Choćże jej invidia więc czasem nałaje,
Przecię ona Polaka nigdy nie wydaje.
Choć pospolicie miewa zawiązane oczy,
Zyjmie czasem zasłonkę, bystro okiem toczy.
Kiedy już wojska nasze staną w sprawnym rzędzie,
Kiedy skoczyć na koniu każdy gotów będzie,
Tedy ona wprzód pocznie, a czasem hetmani,
A począwszy, do końca przy nas szczęsna pani.

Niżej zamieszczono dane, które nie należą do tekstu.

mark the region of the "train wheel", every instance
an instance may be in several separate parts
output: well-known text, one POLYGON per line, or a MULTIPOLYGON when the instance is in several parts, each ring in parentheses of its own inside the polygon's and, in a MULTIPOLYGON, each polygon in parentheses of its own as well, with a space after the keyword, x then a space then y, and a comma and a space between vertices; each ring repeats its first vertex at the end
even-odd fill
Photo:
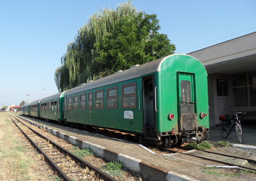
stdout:
POLYGON ((183 143, 184 143, 183 140, 180 139, 178 140, 177 143, 176 144, 173 144, 172 146, 174 147, 178 147, 181 146, 183 143))
POLYGON ((164 137, 162 138, 163 139, 163 145, 161 147, 164 148, 168 148, 170 147, 170 137, 164 137))
POLYGON ((207 132, 204 132, 204 140, 205 141, 207 140, 209 138, 209 133, 207 132))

Zda mi się o toś pytał, jeśliże we zbroi
Nie przykroby nam było, lub się kto nie boi
Szyszakiem ciężko twardym swoich skroni tłoczyć,
Albo z srogą kopiją na koniu poskoczyć.
Lub szablą i koncerzem dobrze się zakładać,
Albo dosiadłszy konia rostropnie wybadać.
Tedy świeże postępki mężnego rycerstwa
Łacnoć to pokazują, i biegłość żołnierstwa.


Gość.

Widzę z powieści twojej, gospodarzu miły,
Przesławne wasze męstwo, i niemałe siły.
A pytać mi już więcej mało widzę po tem,
Bom też wprawdzie za morzem słyszał nieco o tem.
Słuchałem cię pilniuchno, ale mi się tak zdasz,
Że tu tylko ćwiczone żołnierstwo wspominasz.
Nie o tem rzecz, bracie mój, nie pytam ja o to,
Znam ja co miedź, co ołów, a co drogie złoto;
Wiem ja, że wy żołnierza walecznego macie,
Co go za pospolity grosz sobie chowacie.
Ale ja pytam o to, jeśliże z was każdy
Umiałby w boju pląsać, i był gotów zawżdy
Ojczyzny swojej zawsze mężną ręką bronić.
Jeśliżeby z krwawego boju nie chciał stronić.
Albo jeśliżeby mu nie przykre potrawy
Skrzepłe, albo na sobie nosić też przyprawy
Straszno ciężkie wojenne, leżeć pod namioty,
Na twardej karacenie, i przyjąć kłopoty,
I straż przykrą odprawiać w zimno i mróz srogi,
Albo mu nie czyniła huczna trąba trwogi?